Silencio. Laura revolveu as mãos. Nervosa. Insegura.

«Que raiva! Tinha que ser ele a ter a primeira palavra. Que estranho nunca tinha percebido que ele era tão interessante. Tonta. Deixa-te disso e acaba com o assunto de uma vez por todas.» Pensou. Ficaram alguns instantes a olhar um para o outro. Ela sentia-se perdida no olhar dele. Era como se o seus olhos fossem um oceano no qual ela mergulhava e se afundava, mas ao invés de se afogar sentia um conforto e um bem estar indescritíveis. De forma instintiva aproximou a mão das dele e tocou-lhe. A descarga elétrica foi sentida no mais profundo do seu âmago. As pernas tremiam-lhe e ela não sabia o que fazer. Manuel não disse nada e, de forma gentil e suave, segurou-lhe a mão. Os tremores aumentaram de forma exponencial, mas ao fim de alguns segundos ela acalmou-se e retribuiu o carinho. O beijo surgiu de forma natural. Primeiro muito suave e superficial, depois intenso e devorador. Os seus corpos ardiam num fogo sem chama que os consumia.

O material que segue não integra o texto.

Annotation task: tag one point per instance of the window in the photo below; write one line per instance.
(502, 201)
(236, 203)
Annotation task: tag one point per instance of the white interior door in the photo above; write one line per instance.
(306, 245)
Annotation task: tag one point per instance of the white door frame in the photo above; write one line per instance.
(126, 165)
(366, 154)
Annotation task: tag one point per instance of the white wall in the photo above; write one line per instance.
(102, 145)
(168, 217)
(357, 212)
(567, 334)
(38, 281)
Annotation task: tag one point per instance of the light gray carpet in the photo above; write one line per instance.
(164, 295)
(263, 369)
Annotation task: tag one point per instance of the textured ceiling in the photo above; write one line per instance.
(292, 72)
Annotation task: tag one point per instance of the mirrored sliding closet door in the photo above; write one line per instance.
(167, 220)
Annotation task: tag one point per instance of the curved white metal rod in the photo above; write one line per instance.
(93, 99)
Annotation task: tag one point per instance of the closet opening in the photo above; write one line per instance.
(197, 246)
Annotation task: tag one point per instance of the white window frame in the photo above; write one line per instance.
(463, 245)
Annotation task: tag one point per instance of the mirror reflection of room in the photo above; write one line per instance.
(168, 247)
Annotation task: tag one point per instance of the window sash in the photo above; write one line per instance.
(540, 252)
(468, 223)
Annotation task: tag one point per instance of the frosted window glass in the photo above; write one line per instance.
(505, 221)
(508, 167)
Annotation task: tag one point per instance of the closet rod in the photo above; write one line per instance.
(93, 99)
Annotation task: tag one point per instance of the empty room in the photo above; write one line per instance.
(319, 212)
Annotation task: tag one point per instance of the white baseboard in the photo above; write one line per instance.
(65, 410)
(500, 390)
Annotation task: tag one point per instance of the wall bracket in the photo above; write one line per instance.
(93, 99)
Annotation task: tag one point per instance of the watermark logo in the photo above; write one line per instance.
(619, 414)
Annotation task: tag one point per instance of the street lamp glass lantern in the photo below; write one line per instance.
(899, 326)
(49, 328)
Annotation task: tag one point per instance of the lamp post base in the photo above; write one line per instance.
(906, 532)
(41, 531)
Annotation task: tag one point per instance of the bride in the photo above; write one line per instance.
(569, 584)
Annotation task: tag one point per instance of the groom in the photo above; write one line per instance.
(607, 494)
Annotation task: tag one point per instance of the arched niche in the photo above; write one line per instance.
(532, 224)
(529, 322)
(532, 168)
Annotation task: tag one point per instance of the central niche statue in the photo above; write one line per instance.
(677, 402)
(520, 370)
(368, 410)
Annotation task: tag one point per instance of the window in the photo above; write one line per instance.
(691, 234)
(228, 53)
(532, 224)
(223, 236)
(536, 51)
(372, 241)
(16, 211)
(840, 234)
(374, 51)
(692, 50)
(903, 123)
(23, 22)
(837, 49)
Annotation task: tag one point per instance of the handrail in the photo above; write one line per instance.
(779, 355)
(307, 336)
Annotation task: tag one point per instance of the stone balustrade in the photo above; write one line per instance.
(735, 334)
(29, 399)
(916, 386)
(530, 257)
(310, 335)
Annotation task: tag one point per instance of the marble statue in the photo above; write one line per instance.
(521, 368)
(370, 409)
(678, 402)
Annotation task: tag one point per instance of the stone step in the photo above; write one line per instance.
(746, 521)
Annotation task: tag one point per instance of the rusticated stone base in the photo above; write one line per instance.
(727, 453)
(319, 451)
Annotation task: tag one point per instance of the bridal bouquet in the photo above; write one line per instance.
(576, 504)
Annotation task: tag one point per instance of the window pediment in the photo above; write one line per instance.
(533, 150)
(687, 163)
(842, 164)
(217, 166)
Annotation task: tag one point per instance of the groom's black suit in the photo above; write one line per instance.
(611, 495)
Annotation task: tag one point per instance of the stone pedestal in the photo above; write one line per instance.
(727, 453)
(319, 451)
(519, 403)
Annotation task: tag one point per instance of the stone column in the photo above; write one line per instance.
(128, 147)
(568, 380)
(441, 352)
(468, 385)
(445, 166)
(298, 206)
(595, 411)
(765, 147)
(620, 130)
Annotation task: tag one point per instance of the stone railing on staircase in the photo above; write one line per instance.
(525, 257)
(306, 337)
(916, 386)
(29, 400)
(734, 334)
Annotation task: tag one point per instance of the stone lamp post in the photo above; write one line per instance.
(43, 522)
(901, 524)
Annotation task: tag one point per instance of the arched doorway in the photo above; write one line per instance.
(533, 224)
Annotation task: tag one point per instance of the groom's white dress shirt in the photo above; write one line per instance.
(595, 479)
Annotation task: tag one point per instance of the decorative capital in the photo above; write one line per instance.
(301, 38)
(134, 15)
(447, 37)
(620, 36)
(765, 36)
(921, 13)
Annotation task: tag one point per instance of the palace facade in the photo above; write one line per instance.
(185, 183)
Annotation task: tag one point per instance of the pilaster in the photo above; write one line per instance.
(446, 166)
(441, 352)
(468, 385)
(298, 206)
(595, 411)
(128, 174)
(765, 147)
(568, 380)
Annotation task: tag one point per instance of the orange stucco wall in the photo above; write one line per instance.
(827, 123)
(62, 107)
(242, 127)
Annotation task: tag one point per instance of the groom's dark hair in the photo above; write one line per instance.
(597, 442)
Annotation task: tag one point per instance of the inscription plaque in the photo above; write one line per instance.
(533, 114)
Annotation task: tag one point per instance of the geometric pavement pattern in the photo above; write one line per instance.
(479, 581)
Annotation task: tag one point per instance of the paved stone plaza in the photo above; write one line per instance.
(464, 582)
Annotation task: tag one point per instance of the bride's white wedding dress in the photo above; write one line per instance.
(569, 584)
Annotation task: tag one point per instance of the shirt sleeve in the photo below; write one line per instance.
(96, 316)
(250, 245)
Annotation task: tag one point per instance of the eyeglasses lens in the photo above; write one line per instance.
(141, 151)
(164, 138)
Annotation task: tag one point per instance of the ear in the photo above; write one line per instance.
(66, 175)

«Vamos sair daqui.» Disse ele com uma voz rouca de desejo.

«Sim. Os meus pais estão fora. Podemos subir.» Disse Laura.

O tom da sua voz soava de forma estranha, como se fosse uma desconhecida. Um estremecimento percorreu-lhe o corpo num arrepio de frio e prazer. Laura vivia no terceiro andar. Saíram do café pendurados um no outro e dirigiram-se para lá. O mundo tinha deixado de existir. Apenas eles importavam. Apenas eles existiam. Cada beijo, cada toque, tinha um sabor novo e provocava sensações maravilhosas. Ela explorava terreno virgem. Descobria um mundo novo. Mas o que não imaginava era que ele partilhava exatamente os mesmos sentimentos. Caminhavam pois de mãos dadas à descoberta do maravilhoso mundo novo da paixão. Sem reservas nem acanhos exploraram o corpo do parceiro. O contacto físico era eletrizante! Cada toque, cada beijo, cada gesto desencadeava um novo mar de sensações. Quando se entregaram finalmente um ao outro os seus corpos explodiram de prazer, fazendo a terra tremer. Saciados, mas sedentos de amor abraçaram-se.

«Consegues explicar porque é que eu achava que te tinha tanta aversão?» Perguntou Laura.

«Isso era amor, miúda.» Disse ele com aquele sorriso carinhoso e brincalhão.